We learned yesterday what we suspected to be the eventual outcome: Jevon Carter, the national defensive player of the year, will be back with West Virginia’s men’s basketball team in the 2017-18 season. He entered the NBA draft last month, wasn’t invited to the NBA combine and returned to campus for the start of summer classes last week, and those final two items were our strongest and best available indications he’d play his senior season with the Mountaineers.

How he arrived at that conclusion, and namely where he went and who he spoke to along the way, were the things we did not know.

Until now.

The process of an underclassman entering the draft isn’t new to the Mountaineers. Joe Alexander, Devin Ebanks, Kevin Jones, Juwan Staten, Devin Williams and now Carter. There are variables, but there are similarities, too. For starters, players absolutely cannot associate with an agent and hope to retain eligibility. Typically, a college team will run operations for a player, if only to build a wall. That was the case with Carter. Much of the communication went through the basketball office, and Carter was kept up to speed with developments.

But the NBA does some work, too. Carter filled out some paperwork, and WVU sent that to the NBA. The league then dispersed Carter’s candidacy among a bunch of front offices, and those teams returned their reviews to the NBA, which then forwarded that long to WVU. The team then handed it over to Carter.

This is what’s happened when a player, like Carter, says he was able to “gain valuable feedback that I can use to prepare for the future.”

And, no, Carter wasn’t invited to the combine. He was still allowed to audition for teams, and Carter did have a workout with one playoff team. He considered the sum of the advice and his experiences and decided to return to school.

“He did an evaluation with the NBA where they sent his name out to a variety of NBA teams to get an idea of his draft status and whether he’s a first-round or second-round pick or if he’s not going to be drafted at all,” Harrison said. “It was pretty much a consensus that with another year he’d be draft-eligible. Depending on the workouts this year, there was a possibility he’d be a second-round pick, but there was nothing concrete at all.”

Harrison said Carter had a workout with the Boston Celtics and that Carter was content with the reviews from there and around the league.

“Jevon went through the process in a systematic and professional manner by exploring his options,” coach Bob Huggins said in a press release. “He was able to gain feedback from NBA professionals that will help him in the future.
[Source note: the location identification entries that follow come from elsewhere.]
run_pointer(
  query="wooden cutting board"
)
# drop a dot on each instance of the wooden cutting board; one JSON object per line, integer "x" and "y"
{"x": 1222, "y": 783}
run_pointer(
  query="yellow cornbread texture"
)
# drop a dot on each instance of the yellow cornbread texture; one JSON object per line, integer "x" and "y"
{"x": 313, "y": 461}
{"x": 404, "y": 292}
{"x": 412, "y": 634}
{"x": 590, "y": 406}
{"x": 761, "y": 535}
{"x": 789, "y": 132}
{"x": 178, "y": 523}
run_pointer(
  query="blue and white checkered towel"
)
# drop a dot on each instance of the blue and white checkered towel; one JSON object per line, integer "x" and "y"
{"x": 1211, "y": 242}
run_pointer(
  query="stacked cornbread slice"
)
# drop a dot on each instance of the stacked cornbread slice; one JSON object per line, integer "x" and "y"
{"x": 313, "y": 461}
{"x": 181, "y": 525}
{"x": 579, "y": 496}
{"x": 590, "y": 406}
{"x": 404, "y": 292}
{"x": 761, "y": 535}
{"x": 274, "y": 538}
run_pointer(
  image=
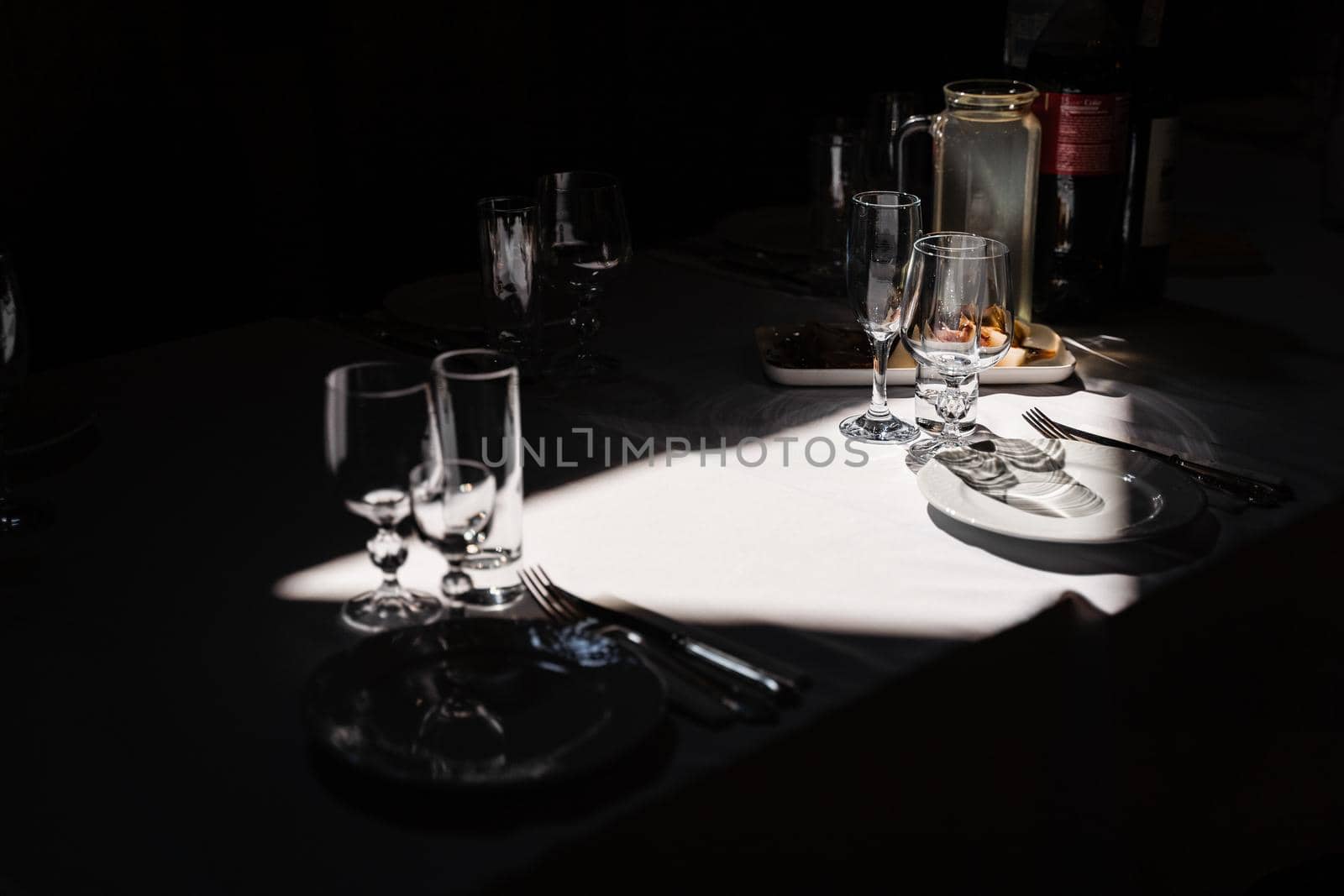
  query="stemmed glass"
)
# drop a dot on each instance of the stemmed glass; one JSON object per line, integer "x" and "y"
{"x": 884, "y": 226}
{"x": 380, "y": 427}
{"x": 958, "y": 320}
{"x": 584, "y": 242}
{"x": 13, "y": 364}
{"x": 452, "y": 504}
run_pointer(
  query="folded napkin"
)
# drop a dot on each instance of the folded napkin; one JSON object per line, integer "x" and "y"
{"x": 1023, "y": 476}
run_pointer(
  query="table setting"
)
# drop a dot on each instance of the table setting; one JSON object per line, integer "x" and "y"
{"x": 628, "y": 521}
{"x": 449, "y": 688}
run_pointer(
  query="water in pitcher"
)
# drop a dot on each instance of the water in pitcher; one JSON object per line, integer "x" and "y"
{"x": 985, "y": 163}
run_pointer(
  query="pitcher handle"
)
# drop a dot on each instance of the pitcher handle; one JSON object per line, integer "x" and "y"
{"x": 911, "y": 125}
We’re pleased that he will be a Mountaineer for his senior season.”

Now Carter can put his hands on the remaining unknowns. Where is WVU in the preseason Big 12 and top 25 polls? Is he the conference’s preseason player of the year? Does he end WVU’s 34-year run of seasons without a regular-season conference player of the year? Will the Mountaineers end Kansas’ 13-year reign atop the standings? Can Carter become the Big 12’s first four-time member of the all-defense team? Is he a 2018 draft pick?